楠瀬が唖然としていると、またどこかから詠の声が聞こえてきた。
「何うろちょろしているんだ! 相手の弁護士が来るのは10分後だ。さっさと準備しろ!」
「す、すいません、狭霧先生。質問よろしいでしょうか?」
「なんだ?」
「この事務所、私が使っていいんですか?」
「さっき言っただろ。601号室にお前の事務所をタダで置くことを特別に許してやるとな。弁護士会への事務所移転の届出は私が出しておいたから安心しろ」
「い、いつの間に……?」
「先の先を見据えて先手を打つのが私のやり方だ。覚えとけ」
先の先を見据えて先手を打つにしても、先走りすぎだろ……。事務所移転の届出まで勝手に出されているとか……。
しかし──、本当にこんな立派な事務所をただで使わせてもらえるのなら、これほどありがたいことはない。
何しろ、楠瀬が今まで弁護士事務所をおいていた場所は、実質的に個室のないコワーキングスペースだった。
即独弁護士の大半は、個人事業主やフリーランスと同じだから、事務所は最低限の備えがあればよい。
ただ、弁護士は、弁護士法20条により、所属弁護士会の地域内に事務所を設けることが義務付けられている。だから、バーチャルオフィスは認められていない。
さらに、弁護士法23条で守秘義務が課せられているから、相談者と相談する際に、第三者に相談内容が漏れないスペースが求められている。
つまり、個室が必要と解されているのだ。
コワーキングスペースは、ワークスペースを共有するのが一般的で、個室はないことがほとんどだ。
そのため、コワーキングスペースに弁護士事務所を置くことはできないという解釈が一般的で、最低でも個室が用意されるレンタルオフィスでなければならないと解されている。
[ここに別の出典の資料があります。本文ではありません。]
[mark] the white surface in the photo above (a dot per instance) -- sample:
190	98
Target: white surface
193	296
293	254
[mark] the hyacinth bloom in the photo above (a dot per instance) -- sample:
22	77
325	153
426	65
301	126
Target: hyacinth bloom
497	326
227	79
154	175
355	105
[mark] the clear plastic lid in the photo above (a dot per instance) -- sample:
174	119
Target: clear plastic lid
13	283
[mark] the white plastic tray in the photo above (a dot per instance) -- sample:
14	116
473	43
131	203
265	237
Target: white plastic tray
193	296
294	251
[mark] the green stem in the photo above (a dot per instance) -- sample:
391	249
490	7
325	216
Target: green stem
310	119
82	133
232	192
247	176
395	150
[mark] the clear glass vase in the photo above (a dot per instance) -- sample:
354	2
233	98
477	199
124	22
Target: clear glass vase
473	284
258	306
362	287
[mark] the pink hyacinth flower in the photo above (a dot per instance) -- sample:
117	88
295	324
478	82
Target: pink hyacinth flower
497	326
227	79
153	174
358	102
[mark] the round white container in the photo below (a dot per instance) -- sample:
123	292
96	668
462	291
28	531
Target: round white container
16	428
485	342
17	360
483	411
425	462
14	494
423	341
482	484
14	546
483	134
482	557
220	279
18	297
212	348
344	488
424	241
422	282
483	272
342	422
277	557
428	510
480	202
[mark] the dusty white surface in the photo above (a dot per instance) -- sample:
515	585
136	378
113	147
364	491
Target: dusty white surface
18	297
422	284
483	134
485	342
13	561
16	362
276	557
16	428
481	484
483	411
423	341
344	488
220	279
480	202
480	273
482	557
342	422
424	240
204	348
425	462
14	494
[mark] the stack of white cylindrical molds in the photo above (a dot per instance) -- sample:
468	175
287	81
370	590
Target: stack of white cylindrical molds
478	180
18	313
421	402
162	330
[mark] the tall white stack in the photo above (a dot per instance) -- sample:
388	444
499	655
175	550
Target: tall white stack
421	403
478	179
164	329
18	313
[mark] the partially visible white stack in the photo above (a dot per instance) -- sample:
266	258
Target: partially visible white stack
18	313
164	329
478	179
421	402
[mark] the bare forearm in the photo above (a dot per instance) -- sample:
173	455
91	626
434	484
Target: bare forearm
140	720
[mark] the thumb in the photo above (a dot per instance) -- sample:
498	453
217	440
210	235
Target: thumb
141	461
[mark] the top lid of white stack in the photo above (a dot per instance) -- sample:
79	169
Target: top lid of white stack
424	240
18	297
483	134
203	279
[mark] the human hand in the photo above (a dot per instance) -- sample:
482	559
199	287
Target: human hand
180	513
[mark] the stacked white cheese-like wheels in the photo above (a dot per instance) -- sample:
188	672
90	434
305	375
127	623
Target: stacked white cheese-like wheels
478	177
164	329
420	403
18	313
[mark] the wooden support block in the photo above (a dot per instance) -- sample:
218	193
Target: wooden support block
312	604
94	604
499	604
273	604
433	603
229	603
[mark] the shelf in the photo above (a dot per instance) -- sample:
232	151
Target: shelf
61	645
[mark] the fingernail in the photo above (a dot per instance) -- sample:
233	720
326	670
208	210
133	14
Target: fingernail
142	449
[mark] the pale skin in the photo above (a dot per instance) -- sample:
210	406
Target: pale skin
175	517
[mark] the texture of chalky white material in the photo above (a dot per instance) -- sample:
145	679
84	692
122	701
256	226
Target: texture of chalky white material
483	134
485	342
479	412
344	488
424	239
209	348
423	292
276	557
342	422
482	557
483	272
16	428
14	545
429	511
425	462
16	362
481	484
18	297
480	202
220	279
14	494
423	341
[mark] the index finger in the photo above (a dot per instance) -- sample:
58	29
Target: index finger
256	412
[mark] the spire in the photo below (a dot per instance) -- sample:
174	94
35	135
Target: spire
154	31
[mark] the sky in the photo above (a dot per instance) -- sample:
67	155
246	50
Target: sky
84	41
楠瀬が今まで事務所をおいていた場所は、コワーキングスペースでも、格安のオプションで個室が持てるプランがあったので、ぎりぎりで事務所として認められていたのだ。
それとて、弁護士会のお偉い方が厳密にチェックすれば、
「事務所の要件を満たしていない!」
と指摘されてしまう恐れがあり、楠瀬はいつも冷や冷やしていたのだ。
この事務所を使わせてもらうには、行政書士狭霧詠の命令通りに動かなければならないということか……。
でもちょっと待て……。すると、詠がここ、リトルフォートビルのオーナーということなのか?
あの女子中学生にしか見えない詠が?
1階に降りるべくエレベーターに乗ったところで、楠瀬はそのことに思い至った。